Furthering my home studio resources, I did a whole bunch of research regarding DAW components. A Digital Audio Workstation is something I have sort of messed around the peripherals of, producing audio on my laptop for decades, but hardware was limited to a good stereo microphone and mini-disk recorder.

After much research I determined I needed 2 channels input, 2 out, and wanted something that would essentially extend my laptop “soundcard” given nearly every laptop has a poor excuse for a soundcard that pretends to be more than it is – this is annoying. For example, although it provides a single 3.5mm STEREO plug out, there is no plug for an INPUT. I (foolishly) bought a USB C “SoundBlaster” external “soundcard” only to discover that it’s INPUT only captures MONO, even though the packaging and advertising material says different.

The soundblaster thingy is however useful for Zoom meetings etc as I can plug my wired headset into it and nicely separate microphone from speakers, but as a music capture device it is useless. I was using my wife’s gaming PC soundcard to capture samples form my MiniDisk as stereo digital files to use on my laptop – a clearly ludicrous and inconvenient solution.

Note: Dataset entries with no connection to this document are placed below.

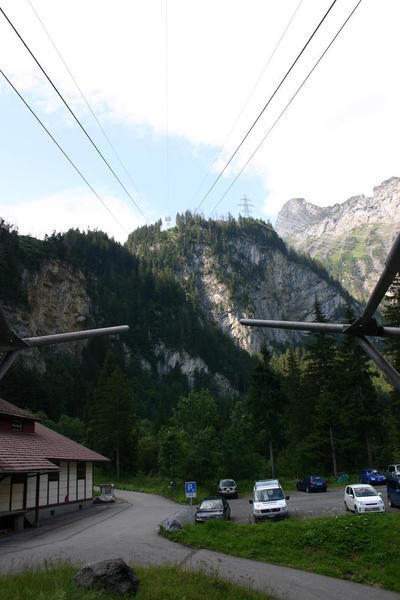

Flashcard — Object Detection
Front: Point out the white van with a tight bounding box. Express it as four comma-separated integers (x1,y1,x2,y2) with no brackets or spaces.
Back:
249,479,289,522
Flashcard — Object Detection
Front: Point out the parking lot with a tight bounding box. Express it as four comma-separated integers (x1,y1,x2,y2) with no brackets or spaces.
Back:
228,485,399,523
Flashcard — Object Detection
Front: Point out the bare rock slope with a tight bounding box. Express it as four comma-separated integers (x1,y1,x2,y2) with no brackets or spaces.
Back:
275,177,400,300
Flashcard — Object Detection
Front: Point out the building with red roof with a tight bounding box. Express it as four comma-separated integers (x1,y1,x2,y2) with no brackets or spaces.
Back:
0,398,108,530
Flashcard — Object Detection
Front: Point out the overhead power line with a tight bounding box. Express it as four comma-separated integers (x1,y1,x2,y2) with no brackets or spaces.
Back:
0,69,129,234
198,0,337,213
0,6,147,221
212,0,362,212
194,0,304,211
164,0,170,206
27,0,141,202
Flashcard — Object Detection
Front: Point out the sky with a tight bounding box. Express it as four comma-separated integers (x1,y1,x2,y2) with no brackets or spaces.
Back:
0,0,400,242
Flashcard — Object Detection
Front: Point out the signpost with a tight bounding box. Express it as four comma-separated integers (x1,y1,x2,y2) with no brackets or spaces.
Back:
185,481,197,523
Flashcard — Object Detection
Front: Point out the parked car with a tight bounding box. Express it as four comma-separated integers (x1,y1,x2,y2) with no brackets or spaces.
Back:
194,498,231,523
217,479,238,498
386,477,400,508
296,475,328,493
344,483,385,514
360,469,386,485
249,479,289,523
387,465,400,479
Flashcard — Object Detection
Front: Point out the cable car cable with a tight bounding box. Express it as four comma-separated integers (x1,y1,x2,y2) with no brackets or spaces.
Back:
27,0,141,199
193,0,304,212
0,6,148,222
0,69,129,234
212,0,362,212
198,0,337,208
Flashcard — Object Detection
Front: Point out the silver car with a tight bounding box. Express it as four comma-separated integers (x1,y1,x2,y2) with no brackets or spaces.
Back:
217,479,238,498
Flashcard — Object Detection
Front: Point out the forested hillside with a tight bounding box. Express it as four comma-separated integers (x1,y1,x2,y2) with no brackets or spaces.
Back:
0,218,400,482
276,177,400,300
127,211,356,353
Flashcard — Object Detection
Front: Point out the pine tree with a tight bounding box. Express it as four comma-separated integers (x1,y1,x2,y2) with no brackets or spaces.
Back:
89,353,136,479
382,274,400,456
304,298,339,477
337,306,381,467
248,346,285,477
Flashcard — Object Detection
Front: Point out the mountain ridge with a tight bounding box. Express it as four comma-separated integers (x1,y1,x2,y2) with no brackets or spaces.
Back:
275,177,400,301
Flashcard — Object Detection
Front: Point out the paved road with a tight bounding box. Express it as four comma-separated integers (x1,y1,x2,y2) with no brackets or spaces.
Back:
0,491,400,600
228,486,399,523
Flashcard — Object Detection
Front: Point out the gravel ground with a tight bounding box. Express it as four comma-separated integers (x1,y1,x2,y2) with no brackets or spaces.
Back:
228,486,392,523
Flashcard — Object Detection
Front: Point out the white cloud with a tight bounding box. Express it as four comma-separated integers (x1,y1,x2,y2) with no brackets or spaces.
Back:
0,0,400,223
1,188,144,242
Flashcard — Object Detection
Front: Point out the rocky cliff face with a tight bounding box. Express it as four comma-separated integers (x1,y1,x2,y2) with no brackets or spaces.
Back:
275,177,400,300
3,260,90,372
130,223,354,353
3,259,237,396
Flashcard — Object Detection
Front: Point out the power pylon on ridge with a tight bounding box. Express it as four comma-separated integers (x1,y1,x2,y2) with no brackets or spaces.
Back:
238,194,254,217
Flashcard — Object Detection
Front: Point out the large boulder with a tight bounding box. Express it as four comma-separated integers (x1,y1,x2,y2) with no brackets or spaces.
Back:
74,558,139,594
162,516,182,533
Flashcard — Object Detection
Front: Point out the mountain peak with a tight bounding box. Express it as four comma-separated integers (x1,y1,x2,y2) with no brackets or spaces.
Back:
275,177,400,299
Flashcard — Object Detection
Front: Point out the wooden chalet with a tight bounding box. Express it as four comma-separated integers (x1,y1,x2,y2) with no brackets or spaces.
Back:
0,398,108,531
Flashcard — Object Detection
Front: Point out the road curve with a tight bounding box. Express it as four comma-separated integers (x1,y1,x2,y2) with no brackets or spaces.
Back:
0,491,400,600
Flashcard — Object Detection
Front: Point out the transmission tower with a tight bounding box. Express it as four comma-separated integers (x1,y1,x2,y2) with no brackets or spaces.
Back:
238,194,254,217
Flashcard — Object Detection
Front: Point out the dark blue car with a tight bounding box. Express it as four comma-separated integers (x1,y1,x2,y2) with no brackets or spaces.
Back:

When I was forced to buy my own laptop (as I recently retired and no longer have a school-provided laptop), I could not find a cost-effective solution built in to a laptop so looked for other options.

I settled on an Arturia MiniFuse 2 (2-in, 2-out), a lovely little USB C thingy that gives me external mixing capacity, allowing me to plug in both Theremins, or a Theremin and another device. When plugged in to my laptop it becomes the soundcard, and with it came some wonderful software to manage the DAW – including Ableton Live and the Arturia suite which I am learning to drive.

I also decided I needed some new cables, I had 2 “guitar leads” but needed more to connect things, integrate my loop pedal and also connect to the speaker, so bought some new TRS cables, and a quality Audio adapter to manage the 3.5 to 6.35mm plug issue. I also purchased a Music stand (for my iPad, which provides sound editors for both Claravox and Theremini), along with a quality USB C connector cable for the Vox.

Along the way I also decided that the microphone stand the Claravox was using (bought previously for the Theremini) was too high to play comfortably, so I bit the bullet and bought the stand designed for the Claravox (a beautiful art object in itself) – completing my Clara, finally.

I … think … I now have all the bits I need to support what I want to do. We shall see.